Job Options that Do Not Require Writing
Although many jobs in today's market require some writing, there are a host of other jobs that do not. If you don't like writing in any capacity, there may still be a job for you. Below are some viable options that do not require writing.
|Job Title||Median Salary (2016)*||Job Growth (2014-2024)*|
|Janitor||$24,190 (for all janitors and building cleaners)||6% (for all janitors and building cleaners)|
|Assembler||$30,930 (for all assemblers and fabricators)||-1% (for all assemblers and fabricators)|
|Material Mover||$24,880 (for all hand laborers and material movers)||5% (for all hand laborers and material movers)|
Source: *U.S. Bureau of Labor Statistics
Information About Jobs that Do Not Require Writing
Electricians help customers by installing or maintaining electrical wiring in homes and buildings. They are trained to configure lighting wiring, inspect electrical wiring, and perform other tasks related to ensuring the safety of electrical systems. They must be able to read things like blueprints and diagrams, but no writing is required. Electricians need either an apprenticeship or to attend a technical school as well as a state-issued license, depending on the state.
Construction laborers are hired to perform heavy labor on construction sites. Their job duties include cleaning up work sites before and after building something, loading and unloading the construction materials, and following through on other manual labor assignments. Construction laborers spend their time working with their hands rather than writing anything down. They usually need no formal education and are trained on the job.
Janitors are workers who maintain the cleanliness of a building, often working after hours when others are not in their way. They do things like clean glass, take out trash, or clean up spills. Their jobs are hands-on and instead of writing, they perform labor related to maintenance and cleaning. Janitors do not need any formal education.

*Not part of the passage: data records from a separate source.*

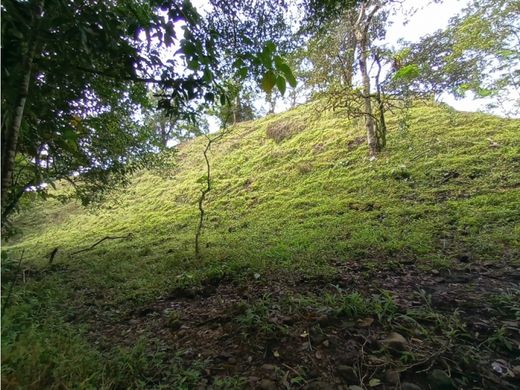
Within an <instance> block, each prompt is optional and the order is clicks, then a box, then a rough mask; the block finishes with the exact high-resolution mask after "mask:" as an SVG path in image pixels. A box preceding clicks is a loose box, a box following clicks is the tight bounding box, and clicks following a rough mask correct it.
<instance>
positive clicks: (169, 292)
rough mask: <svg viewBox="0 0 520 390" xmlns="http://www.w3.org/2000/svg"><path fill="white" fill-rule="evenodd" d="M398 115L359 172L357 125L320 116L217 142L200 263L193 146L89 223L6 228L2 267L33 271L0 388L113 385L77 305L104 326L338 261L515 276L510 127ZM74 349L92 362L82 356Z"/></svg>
mask: <svg viewBox="0 0 520 390" xmlns="http://www.w3.org/2000/svg"><path fill="white" fill-rule="evenodd" d="M409 114H410V116H409V118H408V120H407V122H406V126H403V123H402V121H400V120H399V119H398V118H397V117H395V116H393V115H390V117H389V119H388V126H389V129H390V133H389V136H388V147H387V148H386V149H385V150H384V152H382V153H381V155H380V156H379V158H378V159H377V160H375V161H369V160H368V157H367V148H366V144H365V138H364V130H363V125H362V123H361V122H359V123H357V122H352V121H348V120H346V119H345V118H344V117H342V116H341V115H339V114H335V113H328V114H322V115H321V116H316V115H317V114H316V110H315V108H314V106H313V105H305V106H301V107H299V108H297V109H295V110H292V111H289V112H286V113H284V114H280V115H275V116H268V117H266V118H264V119H261V120H258V121H254V122H248V123H244V124H241V125H239V126H235V127H232V128H230V129H228V130H227V133H226V135H225V136H224V137H223V138H222V139H221V140H219V141H218V142H216V143H215V144H214V146H213V147H212V150H211V154H210V159H211V165H212V187H213V188H212V190H211V192H210V193H209V195H208V197H207V200H206V202H205V209H206V219H205V222H204V230H203V235H202V241H201V242H202V258H200V259H196V258H195V257H194V255H193V251H194V248H193V247H194V234H195V229H196V225H197V222H198V207H197V199H198V196H199V194H200V190H201V188H202V187H203V185H204V184H203V183H202V180H201V178H203V177H204V175H205V165H204V160H203V155H202V151H203V148H204V146H205V142H206V140H205V139H204V138H203V137H202V138H198V139H195V140H193V141H191V142H188V143H186V144H184V145H182V146H181V147H180V148H179V153H178V154H177V156H176V157H175V159H174V161H172V163H173V164H169V165H167V166H165V167H164V168H163V169H158V170H156V171H146V172H141V173H139V174H137V175H136V176H135V178H134V179H133V181H132V185H131V186H129V187H128V188H125V189H124V190H122V191H120V192H118V193H114V194H112V195H111V197H110V199H109V200H108V201H107V202H105V203H104V204H102V205H101V206H100V207H99V208H96V209H94V210H85V209H83V208H81V207H80V206H77V205H75V204H73V203H69V204H66V205H62V204H61V203H58V202H54V201H47V202H45V203H38V202H35V204H34V205H33V206H32V207H31V208H30V209H29V211H27V212H24V213H22V214H21V215H19V216H18V218H17V220H16V221H15V223H16V224H17V226H18V227H19V229H20V230H21V231H22V232H23V234H22V235H20V236H19V237H17V238H16V240H14V241H12V242H10V243H9V246H8V247H7V248H6V249H7V250H8V252H9V253H10V256H11V257H16V256H18V255H19V254H20V253H21V251H22V250H25V254H24V259H25V260H24V264H26V267H27V268H28V269H29V271H28V272H27V283H26V284H24V285H23V284H22V285H20V286H19V287H17V288H16V289H15V294H14V295H13V304H12V307H11V308H10V309H9V310H8V311H7V315H6V316H5V321H4V328H5V329H6V332H7V333H6V334H7V336H4V337H3V339H5V344H4V352H3V353H4V359H5V362H4V367H6V368H5V369H4V370H7V372H6V373H5V374H4V375H5V376H6V378H7V379H6V382H5V384H7V385H8V384H11V385H13V386H15V387H16V384H19V383H21V382H23V381H24V379H23V378H22V376H21V372H23V371H24V370H26V371H29V373H28V374H27V375H28V377H29V378H33V379H34V378H37V373H35V372H30V371H31V370H33V371H38V370H43V372H44V373H43V374H41V373H40V375H41V376H42V378H43V379H42V378H40V379H41V381H45V380H49V381H56V380H58V379H56V378H60V379H59V380H62V381H63V383H67V384H69V385H70V384H71V383H72V384H77V383H79V382H81V381H84V382H85V383H89V384H91V383H95V384H96V385H97V386H101V385H100V383H103V385H104V386H107V387H110V386H111V383H110V380H108V379H107V378H106V377H103V375H102V374H101V373H99V371H96V370H99V362H92V359H93V360H96V358H95V357H94V356H97V355H96V354H98V353H104V352H100V351H99V348H96V347H95V345H94V346H93V345H92V341H88V342H87V341H85V340H86V339H88V337H86V336H85V337H83V336H81V339H80V340H77V337H79V336H77V335H76V331H77V329H80V324H85V323H86V324H87V325H86V328H85V329H84V331H85V332H89V331H92V326H94V325H96V324H94V325H93V324H92V323H90V322H89V321H90V320H91V318H90V319H89V317H88V315H85V310H87V309H86V308H90V309H88V310H92V315H95V316H96V319H98V317H99V316H101V317H102V318H105V317H106V316H108V317H107V318H105V320H106V321H108V322H110V321H111V319H110V318H111V317H110V316H116V317H117V316H118V313H119V312H121V313H128V312H132V310H134V309H135V307H142V306H143V305H147V304H149V303H150V302H154V301H156V300H157V299H158V297H164V296H167V295H168V294H173V293H172V291H173V292H175V291H179V290H178V289H179V288H188V287H190V286H199V285H202V286H204V285H205V284H206V283H208V281H211V280H224V279H226V280H228V279H232V280H236V281H238V282H237V283H246V284H247V283H256V282H257V279H260V282H261V280H263V279H269V278H270V276H269V275H276V274H283V273H289V274H293V275H296V274H297V275H302V277H305V278H311V279H313V280H314V279H316V278H324V280H327V278H334V277H335V276H336V274H338V267H341V265H342V264H354V263H355V264H358V265H359V264H361V265H362V266H363V267H365V268H364V269H365V270H377V269H384V268H387V267H388V266H389V265H393V266H395V267H398V268H399V267H401V266H400V265H399V264H407V265H405V267H408V266H410V267H412V266H413V267H416V268H417V269H420V270H422V271H421V272H423V271H424V272H430V271H431V270H435V272H438V270H439V269H441V270H442V269H450V268H451V267H453V266H456V265H458V264H460V263H461V262H462V263H469V264H488V263H490V262H492V263H496V264H508V265H512V266H514V267H515V266H518V265H519V264H520V121H519V120H507V119H500V118H497V117H494V116H490V115H485V114H475V113H461V112H455V111H453V110H451V109H450V108H448V107H444V106H438V105H434V104H430V103H420V104H417V105H415V106H414V107H413V108H412V109H411V111H410V113H409ZM128 233H132V237H131V238H129V239H123V240H106V241H104V242H103V243H101V244H99V245H98V246H96V247H95V248H93V249H92V250H89V251H85V252H82V253H80V254H77V255H74V256H70V254H71V253H72V252H74V251H77V250H80V249H83V248H87V247H89V246H90V245H92V244H94V243H95V242H96V241H98V240H100V239H102V238H103V237H105V236H125V235H127V234H128ZM56 247H58V248H59V250H58V253H57V256H56V258H55V259H54V262H53V265H52V266H51V267H48V266H47V264H46V263H47V259H48V254H49V252H51V251H52V250H53V249H54V248H56ZM331 280H332V279H331ZM367 283H370V281H369V280H367ZM418 287H420V286H418ZM116 308H118V309H117V310H116ZM88 310H87V311H88ZM99 312H103V313H104V314H96V313H99ZM49 313H50V314H49ZM107 313H108V314H107ZM121 316H123V315H122V314H121ZM69 317H70V318H69ZM123 317H124V316H123ZM78 318H79V319H78ZM35 319H38V320H37V321H36V322H38V323H37V324H35ZM123 321H124V320H123ZM116 322H117V321H116ZM246 322H247V321H246ZM96 326H98V324H97V325H96ZM53 327H57V328H58V331H56V332H54V331H52V329H55V328H53ZM53 332H54V333H53ZM67 332H68V333H67ZM42 335H43V336H42ZM42 340H43V341H42ZM85 343H86V344H85ZM63 345H67V348H66V350H65V351H64V352H63V353H62V355H63V356H76V358H77V359H79V360H80V361H81V364H79V363H78V364H79V365H78V367H79V368H73V367H72V363H70V367H69V366H67V365H63V362H61V361H57V360H56V359H55V357H49V356H47V355H48V354H51V355H52V350H53V349H58V350H59V349H60V348H62V346H63ZM60 346H61V347H60ZM74 348H78V349H81V350H83V349H85V350H86V351H88V353H90V354H92V357H90V358H89V357H88V356H87V355H88V353H87V352H82V353H83V354H87V355H85V357H84V358H80V357H78V351H76V350H74ZM113 351H114V349H112V352H110V353H113ZM134 352H135V351H134ZM135 353H137V352H135ZM29 355H30V356H32V357H29ZM45 356H47V358H48V361H47V360H45V359H46V357H45ZM111 356H112V359H113V360H112V364H113V365H115V366H111V368H110V370H112V371H111V372H125V370H124V369H123V368H121V367H120V366H118V364H122V363H121V359H123V360H124V358H121V357H118V358H117V359H116V358H114V355H113V354H112V355H111ZM125 356H126V355H125ZM139 356H141V355H139ZM127 358H128V356H127ZM128 359H130V358H128ZM65 360H67V359H65ZM130 360H131V359H130ZM145 360H146V359H145ZM114 361H115V362H116V363H114ZM60 362H61V363H60ZM132 362H133V360H132ZM148 363H149V362H148ZM148 363H147V364H148ZM129 364H130V363H129ZM132 364H134V363H132ZM142 364H144V363H142ZM42 367H43V368H42ZM45 367H46V368H45ZM49 367H51V368H52V369H51V368H49ZM56 367H58V368H56ZM104 367H105V368H104V369H105V370H109V369H108V368H106V366H104ZM139 367H141V366H139ZM176 367H177V366H176ZM143 369H144V368H143ZM10 370H11V371H12V372H9V371H10ZM56 370H57V371H58V373H56ZM60 370H63V372H61V371H60ZM135 370H137V371H139V369H137V368H136V369H135ZM93 372H97V374H95V375H94V374H92V373H93ZM4 375H3V376H4ZM179 375H181V374H179ZM182 375H185V374H182ZM182 375H181V377H183V376H182ZM186 375H188V374H186ZM122 376H123V377H125V375H122ZM49 378H51V379H49ZM89 378H90V379H89ZM146 378H149V376H147V377H146ZM176 378H177V377H176ZM183 378H184V377H183ZM34 380H35V381H36V382H35V383H39V384H41V382H38V379H34ZM117 380H119V379H117ZM117 380H116V379H114V381H115V382H114V383H116V382H117ZM121 380H122V381H123V383H124V379H121ZM132 380H133V379H132ZM146 380H148V379H146ZM146 380H145V382H144V383H145V385H143V386H144V387H145V388H147V387H148V386H147V385H146V383H148V382H146ZM169 380H170V382H171V383H174V382H175V381H178V380H180V379H179V378H177V379H175V378H174V379H172V378H170V379H169ZM9 381H11V382H9ZM170 382H169V383H170ZM132 383H134V384H135V383H136V382H132ZM175 383H177V382H175ZM43 384H44V385H45V382H43ZM47 385H48V383H47ZM126 385H129V384H128V383H127V384H126ZM114 386H115V385H114ZM129 386H130V385H129ZM215 386H217V385H215ZM187 388H190V387H189V386H188V387H187ZM223 388H227V387H226V386H224V387H223Z"/></svg>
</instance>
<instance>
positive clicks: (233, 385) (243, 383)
mask: <svg viewBox="0 0 520 390" xmlns="http://www.w3.org/2000/svg"><path fill="white" fill-rule="evenodd" d="M246 384H247V380H246V379H245V378H242V377H233V376H226V377H219V378H216V379H215V381H214V382H213V389H215V390H233V389H243V388H244V387H245V386H246Z"/></svg>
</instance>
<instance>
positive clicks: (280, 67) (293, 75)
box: [278, 63, 298, 88]
mask: <svg viewBox="0 0 520 390" xmlns="http://www.w3.org/2000/svg"><path fill="white" fill-rule="evenodd" d="M278 69H279V70H280V71H281V72H282V73H283V74H284V75H285V78H286V79H287V81H288V82H289V85H290V86H291V87H293V88H295V87H296V85H298V82H297V81H296V78H295V77H294V74H293V73H292V70H291V68H290V67H289V65H287V64H285V63H284V64H280V66H279V67H278Z"/></svg>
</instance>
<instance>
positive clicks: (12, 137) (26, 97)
mask: <svg viewBox="0 0 520 390" xmlns="http://www.w3.org/2000/svg"><path fill="white" fill-rule="evenodd" d="M43 7H44V1H43V0H41V1H40V2H38V3H37V4H36V5H35V9H34V14H33V17H32V21H31V30H32V31H31V32H32V36H31V37H30V38H29V39H28V44H27V49H26V51H25V53H24V55H23V57H22V69H21V74H20V89H19V91H18V95H17V97H16V100H15V102H14V110H13V116H12V119H11V122H10V123H8V124H6V126H5V127H4V128H3V130H4V131H2V174H1V186H2V195H1V199H0V200H1V208H2V216H4V214H5V216H7V214H6V213H5V212H4V211H6V208H7V206H8V203H9V194H10V193H11V192H12V188H11V187H12V178H13V171H14V165H15V158H16V152H17V149H18V138H19V135H20V127H21V126H22V120H23V115H24V110H25V103H26V101H27V96H28V94H29V85H30V83H31V73H32V66H33V61H34V56H35V53H36V47H37V45H38V38H37V37H38V30H39V27H40V21H41V17H42V15H43Z"/></svg>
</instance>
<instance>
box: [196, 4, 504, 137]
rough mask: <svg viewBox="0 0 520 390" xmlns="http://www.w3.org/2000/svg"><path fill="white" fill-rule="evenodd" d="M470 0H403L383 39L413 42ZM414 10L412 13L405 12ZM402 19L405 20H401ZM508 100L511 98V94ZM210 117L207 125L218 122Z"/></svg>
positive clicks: (473, 106) (455, 13)
mask: <svg viewBox="0 0 520 390" xmlns="http://www.w3.org/2000/svg"><path fill="white" fill-rule="evenodd" d="M470 1H471V0H444V1H442V2H441V3H434V2H433V1H432V0H404V1H403V3H402V6H401V9H400V10H397V11H396V12H395V13H394V14H393V15H391V21H392V23H391V25H390V26H389V28H388V31H387V35H386V40H385V41H384V42H383V43H385V44H388V45H389V46H397V45H398V42H399V40H401V39H402V40H406V41H411V42H417V41H419V40H420V38H421V37H423V36H424V35H427V34H431V33H433V32H435V31H437V30H439V29H443V28H445V27H446V26H447V25H448V22H449V20H450V18H452V17H453V16H455V15H457V14H458V13H460V12H461V11H462V10H463V9H464V8H465V7H466V6H467V5H468V4H469V3H470ZM193 3H194V4H195V6H196V7H197V8H198V9H199V10H200V11H202V10H204V9H205V8H207V0H193ZM412 9H413V10H415V12H414V13H413V14H412V15H408V16H407V13H409V12H410V10H412ZM404 21H406V22H405V23H403V22H404ZM438 100H439V101H442V102H445V103H447V104H449V105H450V106H452V107H454V108H455V109H457V110H460V111H488V112H489V110H488V109H486V105H487V104H489V103H490V102H491V101H490V100H486V99H473V98H472V97H471V96H468V97H466V98H464V99H460V98H458V99H455V98H454V97H453V96H451V95H450V94H448V93H446V94H444V95H441V96H440V97H438ZM511 101H514V100H513V98H512V99H511ZM255 106H256V107H257V109H258V108H260V109H261V110H263V111H265V112H267V104H266V103H265V102H264V101H263V100H258V101H257V102H255ZM288 108H289V103H288V99H287V101H284V100H279V101H278V102H277V106H276V112H282V111H285V110H287V109H288ZM492 112H493V113H494V114H498V115H501V114H502V115H503V112H502V111H500V110H494V111H492ZM212 122H214V121H210V127H214V126H218V125H217V123H216V122H215V123H212Z"/></svg>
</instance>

Cashiers work at the cash registers of retail establishments to ring up purchases and make exchanges. Cashiers are also trained to make sure the correct packaging or bags are used for purchases and to assist customers in signing up for store credit cards or rewards programs. While they may have to do some reading, such as making sure the receipt is correct or checking customer identification, they use registers and scanners to do the calculating rather than doing any writing. Cashiers don't need a formal degree or diploma to get started.
Models work as living displays for consumer products or events. They are often hired to promote certain products and will attend photo shoots or trade shows accordingly. Since their main occupation is focused on appearance, they don't do much writing. Models need no formal education, but they do need to meet physical specifications, such as height, weight, and so on.
Assemblers largely work in factories or manufacturing plants to produce items for a manufacturer. They need to be able to read diagrams and blueprints, but since their jobs are focused on using their hands to assemble products, they do not do much writing. Assemblers are also trained to do quality control checks. They need at least a high school diploma, and some types of assembling positions require some experience and training.
Material movers are employed to move heavy items from one location to another, often packages and other types of freight. They might also package such products themselves, adding protective wrapping to keep items from breaking. They often load trucks, train cars, or ships with freight. This job requires little writing, since the focus is on using manual strength to move items around. They might have to read scanners to ensure items are in the correct place. Material movers don't need any formal education, but they usually must be physically able to do the work.